18. Innanzitutto, secondo la Rivelazione, la dignità dell’essere umano proviene dall’amore del suo Creatore, che ha impresso in lui i tratti indelebili della sua immagine (cf. Gen 1, 26), chiamandolo a conoscerlo, ad amarlo ed a vivere in un rapporto di alleanza con sé e nella fraternità, nella giustizia e nella pace con tutti gli altri uomini e donne. In questa visione, la dignità si riferisce non solo all’anima, ma alla persona come unità inscindibile, e dunque inerisce anche al suo corpo, il quale partecipa a suo modo all’essere immagine di Dio della persona umana ed è chiamato anch’esso a condividere la gloria dell’anima nella beatitudine divina.
Cristo eleva la dignità dell’uomo
19. Una seconda convinzione procede dal fatto che la dignità della persona umana è stata rivelata in pienezza quando il Padre ha inviato il suo Figlio che ha assunto fino in fondo l’esistenza umana: «il Figlio di Dio, nel mistero dell’incarnazione ha confermato la dignità del corpo e dell’anima costitutivi dell’essere umano».[30] Così, unendosi in certo modo ad ogni essere umano attraverso la sua incarnazione, Gesù Cristo ha confermato che ogni essere umano possiede una dignità inestimabile, per il solo fatto di appartenere alla stessa comunità umana e che questa dignità non può mai essere perduta.[31] Proclamando che il Regno di Dio appartiene ai poveri, agli umili, a coloro che sono disprezzati, a coloro che soffrono nel corpo e nello spirito; guarendo ogni sorta di malattie e di infermità, anche le più drammatiche come la lebbra; affermando che ciò che viene fatto a queste persone viene fatto a lui, perché egli è presente in quelle persone, Gesù ha portato la grande novità del riconoscimento della dignità di ogni persona, ed anche e soprattutto di quelle persone che erano qualificate come “indegne”. Questo principio nuovo nella storia umana, per cui l’essere umano è tanto più “degno” di rispetto e di amore quanto più è debole, misero e sofferente, fino a perdere la stessa “figura” umana, ha cambiato il volto del mondo, dando vita a istituzioni che si prendono cura delle persone che si trovano in condizioni disagiate: i neonati abbandonati, gli orfani, gli anziani lasciati soli, i malati mentali, le persone affette da malattie incurabili o con gravi malformazioni, coloro che vivono per strada.
Una vocazione alla pienezza della dignità
20. La terza convinzione riguarda il destino finale dell’essere umano: dopo la creazione e l’incarnazione, la risurrezione di Cristo ci rivela un ulteriore aspetto della dignità umana.
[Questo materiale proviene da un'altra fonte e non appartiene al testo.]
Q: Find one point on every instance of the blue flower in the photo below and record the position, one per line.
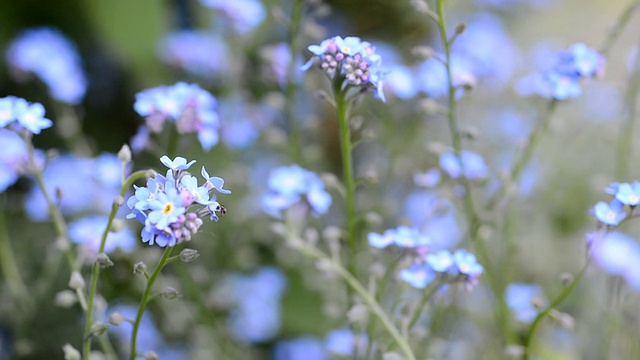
(14, 158)
(418, 275)
(302, 348)
(562, 80)
(196, 52)
(442, 261)
(191, 108)
(165, 209)
(288, 185)
(383, 240)
(519, 296)
(53, 58)
(618, 254)
(609, 214)
(179, 163)
(467, 264)
(628, 194)
(351, 58)
(164, 206)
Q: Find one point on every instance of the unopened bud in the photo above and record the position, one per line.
(99, 328)
(150, 355)
(170, 293)
(65, 299)
(119, 200)
(62, 243)
(124, 154)
(70, 353)
(188, 255)
(566, 279)
(537, 302)
(103, 260)
(420, 6)
(116, 318)
(76, 281)
(423, 53)
(139, 268)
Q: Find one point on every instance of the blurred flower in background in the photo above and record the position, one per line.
(48, 54)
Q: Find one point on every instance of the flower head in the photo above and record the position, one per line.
(23, 115)
(354, 60)
(191, 108)
(165, 205)
(288, 185)
(53, 58)
(609, 214)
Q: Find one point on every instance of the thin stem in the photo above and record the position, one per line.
(519, 163)
(616, 30)
(347, 171)
(368, 298)
(59, 223)
(95, 273)
(625, 141)
(469, 207)
(145, 299)
(426, 296)
(561, 296)
(10, 268)
(292, 87)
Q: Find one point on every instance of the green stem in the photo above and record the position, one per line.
(616, 30)
(347, 171)
(534, 325)
(292, 86)
(520, 162)
(59, 223)
(469, 206)
(367, 297)
(626, 130)
(426, 296)
(95, 273)
(10, 268)
(145, 299)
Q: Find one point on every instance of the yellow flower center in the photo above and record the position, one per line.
(167, 208)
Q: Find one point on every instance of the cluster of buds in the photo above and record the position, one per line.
(170, 206)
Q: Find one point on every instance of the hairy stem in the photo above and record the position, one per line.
(145, 299)
(95, 273)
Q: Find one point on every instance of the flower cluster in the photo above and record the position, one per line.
(189, 106)
(54, 59)
(613, 213)
(20, 114)
(352, 59)
(458, 266)
(242, 15)
(403, 236)
(196, 52)
(164, 205)
(82, 185)
(562, 80)
(288, 185)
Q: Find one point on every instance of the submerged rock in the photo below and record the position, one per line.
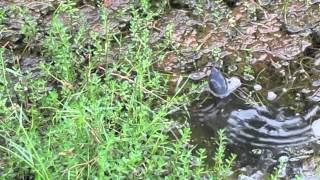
(220, 86)
(271, 96)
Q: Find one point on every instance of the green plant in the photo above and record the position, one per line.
(223, 165)
(80, 116)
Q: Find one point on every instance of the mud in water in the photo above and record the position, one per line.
(273, 48)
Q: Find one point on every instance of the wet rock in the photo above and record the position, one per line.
(220, 86)
(257, 87)
(316, 127)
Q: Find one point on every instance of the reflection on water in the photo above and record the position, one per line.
(258, 134)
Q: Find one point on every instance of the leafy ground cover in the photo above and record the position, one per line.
(80, 111)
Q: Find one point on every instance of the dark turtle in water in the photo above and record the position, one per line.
(220, 86)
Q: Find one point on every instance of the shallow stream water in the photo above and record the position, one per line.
(272, 46)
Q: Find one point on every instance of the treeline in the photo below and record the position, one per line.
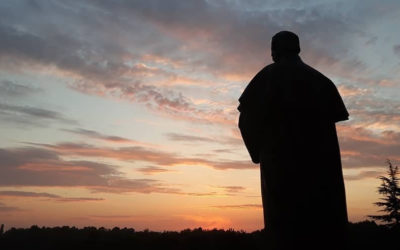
(362, 235)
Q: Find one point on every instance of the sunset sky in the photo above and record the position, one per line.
(123, 113)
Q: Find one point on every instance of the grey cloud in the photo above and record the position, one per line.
(13, 193)
(31, 115)
(149, 170)
(138, 153)
(188, 138)
(235, 35)
(97, 135)
(12, 89)
(232, 189)
(396, 49)
(240, 206)
(363, 175)
(30, 166)
(5, 208)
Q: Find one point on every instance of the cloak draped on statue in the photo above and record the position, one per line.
(287, 120)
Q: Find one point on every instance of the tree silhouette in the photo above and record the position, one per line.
(391, 202)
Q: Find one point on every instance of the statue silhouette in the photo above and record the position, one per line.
(287, 120)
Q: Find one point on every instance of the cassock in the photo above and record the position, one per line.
(287, 120)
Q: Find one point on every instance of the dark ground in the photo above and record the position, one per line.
(362, 235)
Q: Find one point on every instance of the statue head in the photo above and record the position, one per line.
(284, 44)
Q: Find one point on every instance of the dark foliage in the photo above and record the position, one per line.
(362, 235)
(391, 202)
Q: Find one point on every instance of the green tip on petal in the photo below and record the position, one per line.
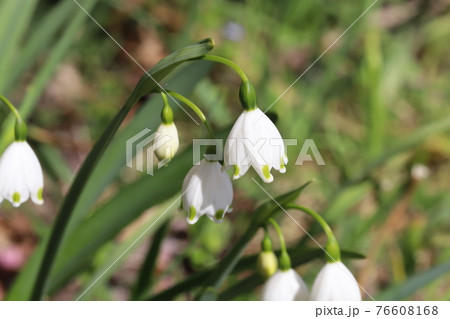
(266, 171)
(236, 171)
(39, 194)
(192, 213)
(220, 214)
(16, 197)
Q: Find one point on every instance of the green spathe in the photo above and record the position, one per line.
(247, 96)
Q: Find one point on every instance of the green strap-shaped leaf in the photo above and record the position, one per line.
(261, 215)
(146, 85)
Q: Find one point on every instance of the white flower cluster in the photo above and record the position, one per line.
(333, 283)
(20, 175)
(253, 141)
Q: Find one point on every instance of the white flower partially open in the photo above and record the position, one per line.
(255, 141)
(206, 190)
(20, 175)
(166, 142)
(335, 283)
(285, 286)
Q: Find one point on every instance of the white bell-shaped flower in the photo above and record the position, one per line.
(20, 175)
(255, 141)
(285, 285)
(335, 283)
(166, 142)
(206, 190)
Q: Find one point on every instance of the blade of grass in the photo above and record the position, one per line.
(39, 83)
(157, 224)
(144, 280)
(261, 214)
(40, 38)
(15, 17)
(109, 166)
(145, 86)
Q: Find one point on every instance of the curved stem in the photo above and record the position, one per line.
(227, 62)
(194, 108)
(332, 248)
(21, 130)
(11, 108)
(285, 260)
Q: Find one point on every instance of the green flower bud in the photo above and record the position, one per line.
(267, 264)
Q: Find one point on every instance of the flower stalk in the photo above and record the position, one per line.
(284, 259)
(194, 108)
(20, 129)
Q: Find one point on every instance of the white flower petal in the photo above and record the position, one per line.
(166, 142)
(254, 140)
(285, 286)
(335, 283)
(20, 175)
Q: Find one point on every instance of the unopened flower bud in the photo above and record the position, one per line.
(166, 142)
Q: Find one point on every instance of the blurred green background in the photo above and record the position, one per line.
(376, 105)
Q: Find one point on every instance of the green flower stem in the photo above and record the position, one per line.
(146, 85)
(194, 108)
(21, 130)
(332, 247)
(11, 107)
(227, 62)
(285, 260)
(266, 243)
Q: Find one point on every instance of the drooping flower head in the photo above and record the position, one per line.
(285, 285)
(206, 190)
(254, 141)
(335, 283)
(20, 175)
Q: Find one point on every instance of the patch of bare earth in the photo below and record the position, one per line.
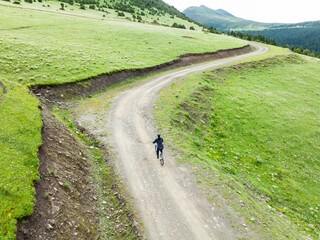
(65, 194)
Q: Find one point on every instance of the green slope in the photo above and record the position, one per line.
(40, 44)
(303, 35)
(252, 130)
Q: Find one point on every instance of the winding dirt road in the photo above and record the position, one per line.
(169, 202)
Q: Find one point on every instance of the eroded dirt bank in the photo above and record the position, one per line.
(88, 87)
(65, 194)
(66, 199)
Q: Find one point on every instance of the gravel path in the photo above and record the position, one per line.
(169, 202)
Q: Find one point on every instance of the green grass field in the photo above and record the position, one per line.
(256, 127)
(20, 138)
(44, 47)
(38, 46)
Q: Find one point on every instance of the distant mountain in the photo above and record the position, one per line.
(303, 35)
(221, 19)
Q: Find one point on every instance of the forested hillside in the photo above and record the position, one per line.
(153, 7)
(303, 35)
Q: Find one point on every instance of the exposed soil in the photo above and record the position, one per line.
(65, 194)
(51, 94)
(66, 197)
(4, 90)
(168, 198)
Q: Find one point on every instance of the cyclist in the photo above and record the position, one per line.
(159, 142)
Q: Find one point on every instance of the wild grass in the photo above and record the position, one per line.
(20, 138)
(254, 128)
(48, 48)
(45, 45)
(114, 210)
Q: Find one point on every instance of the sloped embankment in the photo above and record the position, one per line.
(67, 203)
(88, 87)
(65, 207)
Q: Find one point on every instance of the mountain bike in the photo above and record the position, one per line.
(160, 155)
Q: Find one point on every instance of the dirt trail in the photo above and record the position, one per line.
(169, 202)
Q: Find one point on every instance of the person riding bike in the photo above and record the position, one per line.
(159, 142)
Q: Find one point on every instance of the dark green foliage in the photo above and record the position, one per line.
(305, 35)
(300, 35)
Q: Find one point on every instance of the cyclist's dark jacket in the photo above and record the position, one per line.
(159, 142)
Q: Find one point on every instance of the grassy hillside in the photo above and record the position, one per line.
(45, 45)
(302, 35)
(254, 130)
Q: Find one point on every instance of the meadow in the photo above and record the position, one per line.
(253, 128)
(41, 46)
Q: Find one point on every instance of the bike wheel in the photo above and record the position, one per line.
(161, 160)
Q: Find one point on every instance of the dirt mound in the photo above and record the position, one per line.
(65, 194)
(51, 94)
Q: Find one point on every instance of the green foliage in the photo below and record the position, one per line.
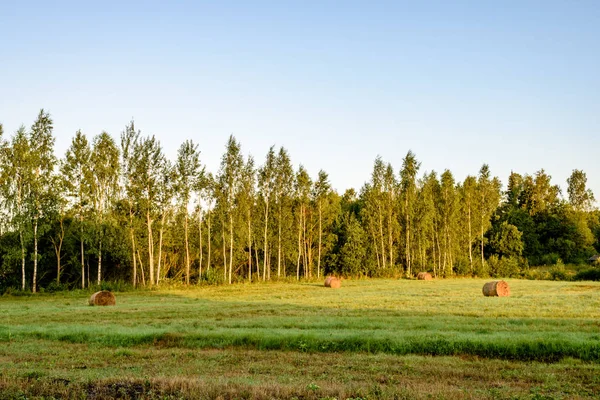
(590, 274)
(130, 214)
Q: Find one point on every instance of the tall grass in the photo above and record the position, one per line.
(543, 321)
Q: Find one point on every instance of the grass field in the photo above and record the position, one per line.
(370, 339)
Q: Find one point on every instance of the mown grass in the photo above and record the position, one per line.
(41, 369)
(370, 339)
(543, 321)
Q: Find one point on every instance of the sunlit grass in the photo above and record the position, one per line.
(540, 321)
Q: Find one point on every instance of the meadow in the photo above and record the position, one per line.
(369, 339)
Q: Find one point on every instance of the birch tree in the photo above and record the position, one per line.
(105, 168)
(188, 170)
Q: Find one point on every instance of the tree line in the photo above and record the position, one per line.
(111, 210)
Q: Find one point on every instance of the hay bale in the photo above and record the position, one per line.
(103, 298)
(424, 276)
(333, 282)
(496, 288)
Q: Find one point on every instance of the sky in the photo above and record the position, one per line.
(514, 84)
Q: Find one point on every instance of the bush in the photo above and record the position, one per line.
(590, 274)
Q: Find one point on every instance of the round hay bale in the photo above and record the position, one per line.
(103, 298)
(496, 288)
(424, 276)
(333, 282)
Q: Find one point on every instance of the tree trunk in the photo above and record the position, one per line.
(381, 237)
(134, 258)
(279, 243)
(390, 235)
(249, 246)
(200, 244)
(469, 241)
(482, 259)
(224, 254)
(408, 266)
(82, 255)
(230, 246)
(160, 233)
(265, 240)
(209, 240)
(100, 261)
(22, 259)
(299, 246)
(320, 238)
(142, 268)
(187, 250)
(132, 245)
(150, 247)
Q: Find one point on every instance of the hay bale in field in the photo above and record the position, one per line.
(103, 298)
(496, 288)
(333, 282)
(424, 276)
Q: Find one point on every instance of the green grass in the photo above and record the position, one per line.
(156, 341)
(542, 321)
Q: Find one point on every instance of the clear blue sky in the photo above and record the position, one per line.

Infatti, «l’aspetto più sublime della dignità dell’uomo consiste nella sua vocazione alla comunione con Dio»,[32] destinata a durare per sempre. In tal modo, «la dignità [della vita umana] non è legata solo alle sue origini, al suo venire da Dio, ma anche al suo fine, al suo destino di comunione con Dio nella conoscenza e nell’amore di Lui. È alla luce di questa verità che sant’Ireneo precisa e completa la sua esaltazione dell’uomo: “gloria di Dio” è, sì, “l’uomo che vive”, ma “la vita dell’uomo consiste nella visione di Dio”».[33]
21. Di conseguenza, la Chiesa crede e afferma che tutti gli esseri umani, creati ad immagine e somiglianza di Dio e ricreati[34] nel Figlio fatto uomo, crocifisso e risorto, sono chiamati a crescere sotto l’azione dello Spirito Santo per riflettere la gloria del Padre, in quella medesima immagine, partecipando alla vita eterna (cf. Gv 10, 15-16; 17, 22-24; 2 Cor 3, 18; Ef 1, 3-14). Infatti, «la Rivelazione […] fa conoscere la dignità della persona umana in tutta la sua ampiezza».[35]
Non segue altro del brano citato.